If it does nothing else, the recent Syria summit arranged by Russian Foreign Minister Sergei Lavrov and U.S. Secretary of State John Kerry formally marked the re-emergence of Russia as a power in the Middle East, after a hiatus of more than 20 years. Yet Moscow’s objectives today are vastly different. Russia is out to raise the stakes for U.S. military intervention, which it sees as destabilizing for the world order; to minimize the impact of Islamist radicalism and extremism born out of the Arab Spring; and to try to find political solutions to a host of issues, from the civil war in Syria to Iran’s nuclear issue to post-American Afghanistan.
Dear Tablet Magazine: Your ideas are terrible and you should stop forming them into words.
The Russians have not played as large a roll int he middle east as they have during the cold war in the last 20 years, which is true, because Russians over the last 20 years have had bigger fish to fry. They have had their attempt to use oil and gas diplomacy to try to push their will on the good folks of the EU.
But where they see the play in Syria as a play of power, it is a play that comes from Weakness.

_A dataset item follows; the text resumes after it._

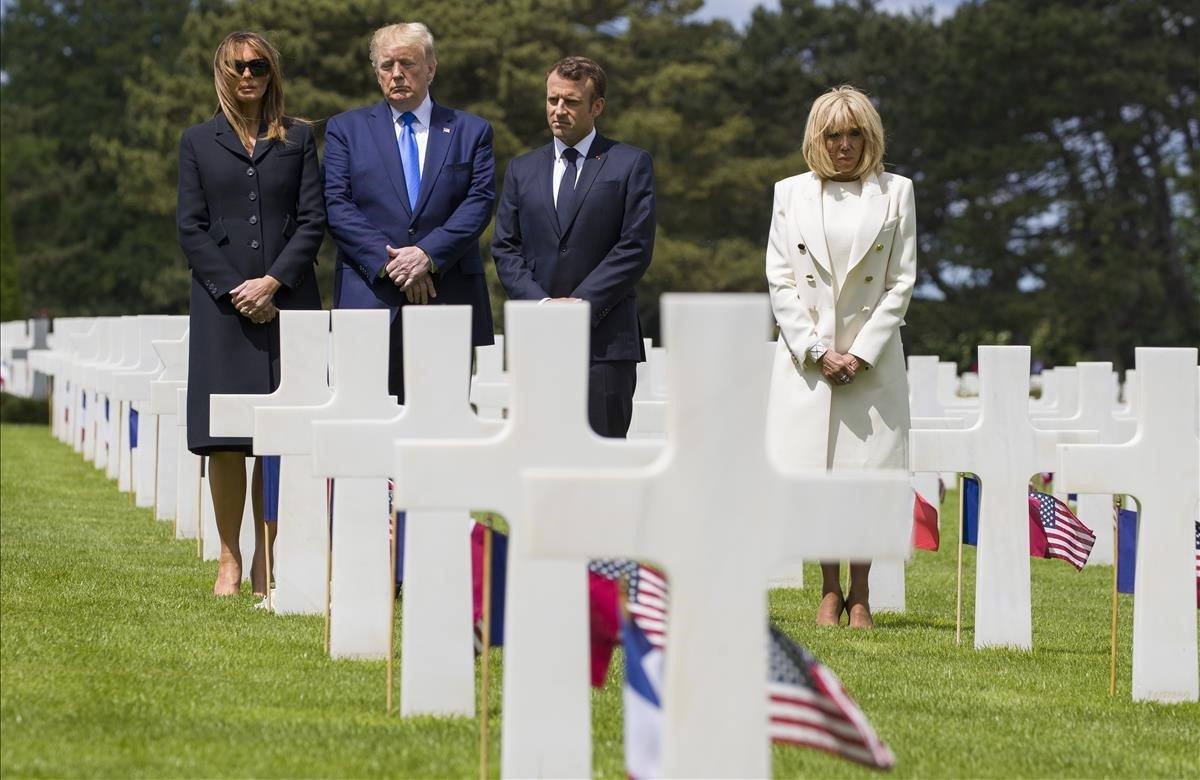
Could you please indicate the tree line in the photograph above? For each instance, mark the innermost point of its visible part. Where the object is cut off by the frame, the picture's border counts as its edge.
(1055, 145)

During the George W Bush Years The Moscow-Bejing Axis (called the Shanghai Cooperation Organization) began to form an alternative to the Washington Consensus on Foreign policy. The Washington Consensus didn't just form because the US was the cock of the walk after World War II (But that helped) it formed because a lot of the global interests of the NATO Powers and later the Asian Developed powers were very similar. Only during the 80s did we see Authoritarian Capitalist regimes crop up did we begin to see some friction against the Hypothesis.
This play came out in one of my best moments on twitter: Professor Anne-Marie Slaughter said that Susan Rice was going to get the UN Security Council to come down hard on Syria. I guffawed and bet her that would not happen (and I was right). Allowing Syria to deal with an internal issue was within the Conservative Westphalian wheelhouse of the SCO.

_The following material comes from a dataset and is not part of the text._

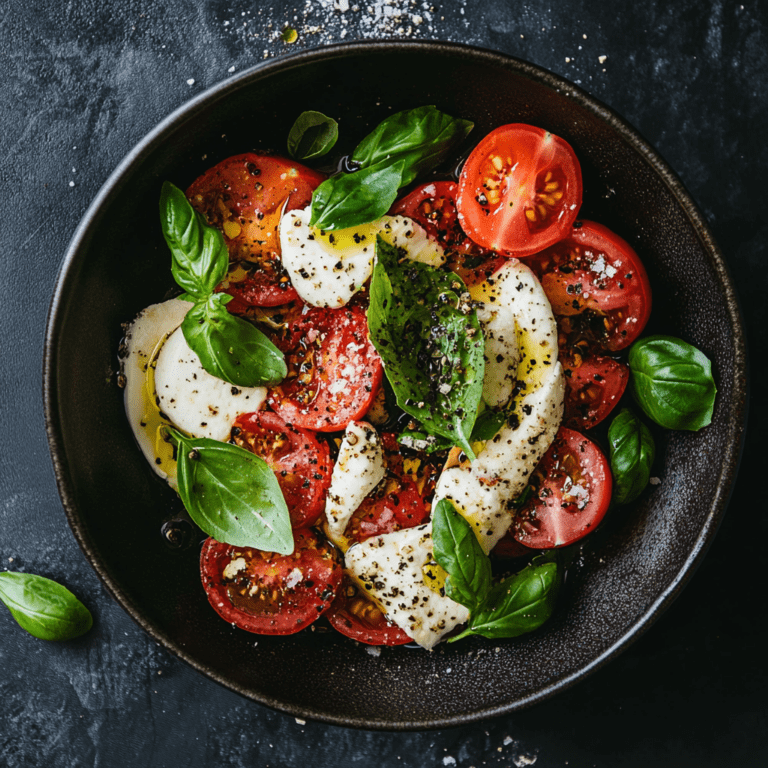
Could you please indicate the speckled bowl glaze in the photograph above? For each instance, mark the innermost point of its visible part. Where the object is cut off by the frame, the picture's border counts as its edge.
(630, 569)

But China and Russia underestimated the Paradox of the Security Council. When the Communist Interests were united against western interests in a regional conflict it didn't stop the conflict: It just kept the major players out of the conflict until things begun to get out of hand (Bosnia and Vietnam are great examples, Korea happened because of the chaos involving China). The Western Powers have a domestic political interest that is influenced by the world they see on their cable news and on their Internets ( which is a series of tubes). This Pressure even in times of Austerity brings rise to the Western Consensus. Russia is not talking with John Kerry because they are a power in the Syria mess: They are at the table with John Kerry because this situation is getting out of control.
Russia and China are both Status Quo powers. They ally with those countries that promote their internal political status quos and allow them to move the ball a few yards forward. Unfortunately for Russia and China some times you end up on 3rd and 9 and your opposition forms a prevent defense. The only way for Russia and China to move the ball forward is either war, or to give up this drive and let Assad get what he deserves.
But the problem is if Assad gets what he deserves, what will happen in Iran if their regime gets whats coming to it? Its the same Paradox the US is in with Israel and Taiwan. If we let those countries fall it changes the expectations across the board with our allies. so we both get backed into a corner: and that's how wars start.
And if the Islamist "Rebels" win in Syria after winning in the Palestinian Territories, Tunisia, Egypt, and other places: Will these same elements within Russia become animated and think they can have their own Arab Spring?